扈轻点头,是呀。

        宿善:“可是你对玄曜,直接命令他跟着你学这个,你没问他喜不喜欢。”

        扈轻默了,先是无语,后又哈哈大笑,笑得前仰后合:“你是我男朋友,他是我儿子,我对你们,当然不一样。哈哈哈,笑死我了,你是为他鸣不平还是吃醋?”

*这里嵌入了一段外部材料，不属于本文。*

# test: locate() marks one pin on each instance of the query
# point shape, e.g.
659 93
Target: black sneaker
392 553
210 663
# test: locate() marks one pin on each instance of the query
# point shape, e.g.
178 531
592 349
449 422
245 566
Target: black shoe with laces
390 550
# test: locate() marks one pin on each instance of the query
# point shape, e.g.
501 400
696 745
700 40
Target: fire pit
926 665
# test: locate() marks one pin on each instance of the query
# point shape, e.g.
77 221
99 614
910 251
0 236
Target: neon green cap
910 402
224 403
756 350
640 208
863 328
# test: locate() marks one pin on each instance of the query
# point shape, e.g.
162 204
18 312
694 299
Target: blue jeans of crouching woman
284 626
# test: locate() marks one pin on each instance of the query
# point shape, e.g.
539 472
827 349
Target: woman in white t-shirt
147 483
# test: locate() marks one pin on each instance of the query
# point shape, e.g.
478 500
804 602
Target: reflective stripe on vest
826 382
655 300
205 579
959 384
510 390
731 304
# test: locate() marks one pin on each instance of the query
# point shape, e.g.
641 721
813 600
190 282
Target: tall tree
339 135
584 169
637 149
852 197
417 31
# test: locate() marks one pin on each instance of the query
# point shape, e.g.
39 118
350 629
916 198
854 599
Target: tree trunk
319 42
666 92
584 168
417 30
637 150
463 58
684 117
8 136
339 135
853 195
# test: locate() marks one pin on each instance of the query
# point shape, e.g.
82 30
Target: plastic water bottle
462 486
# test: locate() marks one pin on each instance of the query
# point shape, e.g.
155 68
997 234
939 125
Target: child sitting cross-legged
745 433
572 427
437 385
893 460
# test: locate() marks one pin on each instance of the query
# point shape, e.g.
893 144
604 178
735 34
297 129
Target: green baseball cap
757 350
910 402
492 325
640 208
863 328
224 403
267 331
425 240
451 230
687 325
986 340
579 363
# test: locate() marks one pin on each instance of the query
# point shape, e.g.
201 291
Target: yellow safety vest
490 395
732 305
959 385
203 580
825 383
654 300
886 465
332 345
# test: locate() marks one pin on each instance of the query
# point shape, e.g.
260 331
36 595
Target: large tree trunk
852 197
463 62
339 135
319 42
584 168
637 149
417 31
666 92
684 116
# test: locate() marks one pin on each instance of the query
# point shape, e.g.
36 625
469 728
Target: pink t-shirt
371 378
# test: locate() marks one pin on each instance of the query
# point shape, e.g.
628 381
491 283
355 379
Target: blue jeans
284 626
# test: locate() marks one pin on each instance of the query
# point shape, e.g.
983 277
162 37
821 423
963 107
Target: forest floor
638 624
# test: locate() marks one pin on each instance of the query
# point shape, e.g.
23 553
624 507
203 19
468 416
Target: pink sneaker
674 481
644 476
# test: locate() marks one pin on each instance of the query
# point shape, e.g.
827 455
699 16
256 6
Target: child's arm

        问他:“你对你家长辈,和对你家小辈,态度能一样吗?”

        宿善有些尴尬:“我是觉得,你对他好像更亲近些。”

        扈轻哎呦哎呦:“因为他是我儿子呀,我给了他命呀,我养大他的呀,从某种意义上来说——”她思考了一下,慎重道,“我对他有一定的支配权。”

        支配权?

        “这个,不太好说,就是强者对弱者的一种——我都是为你好,必须以深厚的感情为基础的一种双方都认可的关系。这个关系,确实是冒犯了尊重和自由的原则。不过吧——”

        扈轻觉得自己越解释宿善越不好理解了,她嗐一声:“我是他妈,我觉得理所当然,他们也觉得理所当然。反正,我们彼此同意。”

        她眼睛含着愧疚:“若你做了父亲,有了自己的骨血——”

        很抱歉,我无法为你做到这件事。